1. Vérification de la régularité et du fondement juridique de la demande

Lorsqu’une demande de renseignements est reçue directement du SPF Finances — que ce soit par courrier ou via MyMinfin —, la première étape consiste à vérifier la légalité formelle et matérielle de cette demande.

Base légale principale : Code des impôts sur les revenus 1992 (CIR 92)

  • Article 315, CIR 92 : autorise l’administration à demander à tout contribuable des éclaircissements et renseignements utiles à la détermination correcte de l’impôt.
  • Article 322, CIR 92 : étend cette faculté aux tiers, qui peuvent être invités à fournir des renseignements utiles à l’établissement de l’impôt d’autrui.
  • Article 323, CIR 92 : encadre les visites et perquisitions fiscales.

Conditions de validité de la demande

La jurisprudence (Cour de cassation, 20 mai 2005, F.03.0041.F) précise que :

  • la demande doit être précise et motivée ;
  • elle doit se rapporter à des éléments pertinents pour la taxation ;
  • elle doit respecter le principe de proportionnalité, tel que confirmé par la Cour de justice de l’Union européenne (CJUE, 17 décembre 2015, WebMindLicenses, C-419/14, applicable en matière de TVA mais transposable en matière d’ISoc et d’IPP).

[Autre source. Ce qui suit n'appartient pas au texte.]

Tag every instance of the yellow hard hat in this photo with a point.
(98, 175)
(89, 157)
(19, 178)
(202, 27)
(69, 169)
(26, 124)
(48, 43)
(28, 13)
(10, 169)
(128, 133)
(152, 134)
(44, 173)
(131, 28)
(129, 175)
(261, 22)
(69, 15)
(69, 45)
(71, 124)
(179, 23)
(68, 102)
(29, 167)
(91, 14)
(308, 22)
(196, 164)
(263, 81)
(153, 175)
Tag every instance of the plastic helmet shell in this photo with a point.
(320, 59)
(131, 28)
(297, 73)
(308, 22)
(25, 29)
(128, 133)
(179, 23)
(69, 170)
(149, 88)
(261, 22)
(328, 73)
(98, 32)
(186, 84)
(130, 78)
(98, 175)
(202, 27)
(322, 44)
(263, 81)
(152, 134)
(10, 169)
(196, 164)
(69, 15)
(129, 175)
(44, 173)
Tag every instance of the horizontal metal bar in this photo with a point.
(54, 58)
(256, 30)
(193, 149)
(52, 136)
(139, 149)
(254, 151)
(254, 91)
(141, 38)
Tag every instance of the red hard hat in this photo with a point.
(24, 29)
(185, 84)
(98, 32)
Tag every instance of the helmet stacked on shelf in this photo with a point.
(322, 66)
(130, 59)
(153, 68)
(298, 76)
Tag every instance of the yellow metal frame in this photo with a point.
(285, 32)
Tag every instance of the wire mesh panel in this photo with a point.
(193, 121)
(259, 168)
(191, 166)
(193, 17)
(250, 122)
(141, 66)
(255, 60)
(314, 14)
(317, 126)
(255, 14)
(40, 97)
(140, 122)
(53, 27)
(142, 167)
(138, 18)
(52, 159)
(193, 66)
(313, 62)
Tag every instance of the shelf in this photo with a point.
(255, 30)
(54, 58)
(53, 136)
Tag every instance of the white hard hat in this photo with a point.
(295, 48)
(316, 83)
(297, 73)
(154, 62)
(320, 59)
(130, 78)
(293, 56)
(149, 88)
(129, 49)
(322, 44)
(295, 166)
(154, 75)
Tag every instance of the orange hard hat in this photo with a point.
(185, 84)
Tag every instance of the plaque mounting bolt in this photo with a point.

Si la demande n’est pas suffisamment précise, il est possible d’inviter l’administration à la reformuler, sans que cela constitue une entrave à ses pouvoirs.


2.Secret professionnel de l’expert-comptable

Base légale

  • Article 58 de la loi du 17 mars 2019 portant réforme de l’Institut des Conseillers fiscaux et des Experts-comptables (ITAA) : impose aux membres un secret professionnel absolu, couvrant « tous les faits dont ils ont connaissance dans l’exercice de leur profession ».
  • Article 458 du Code pénal : sanctionne pénalement la violation du secret professionnel.
  • Code de déontologie de l’ITAA (articles 10.1 à 10.4) : rappelle l’interdiction de divulguer des informations confidentielles, sauf exceptions prévues par la loi ou accord écrit du client.

Application en matière fiscale

L’article 322, alinéa 2, CIR 92 dispose que certaines catégories de personnes ne peuvent être contraintes à fournir des renseignements couverts par le secret professionnel, sauf disposition contraire.

Cela inclut notamment les avocats, médecins, notaires et, par analogie, les experts-comptables certifiés ou non affiliés à l’ITAA.

Doctrine

A. Marchandise, Secret professionnel et demandes de renseignements fiscales, Revue Générale de Fiscalité, 2014, p. 221 :

« L’article 322 CIR ne lève pas le secret professionnel. Une demande adressée à un tiers soumis au secret doit être refusée poliment en rappelant la protection légale. »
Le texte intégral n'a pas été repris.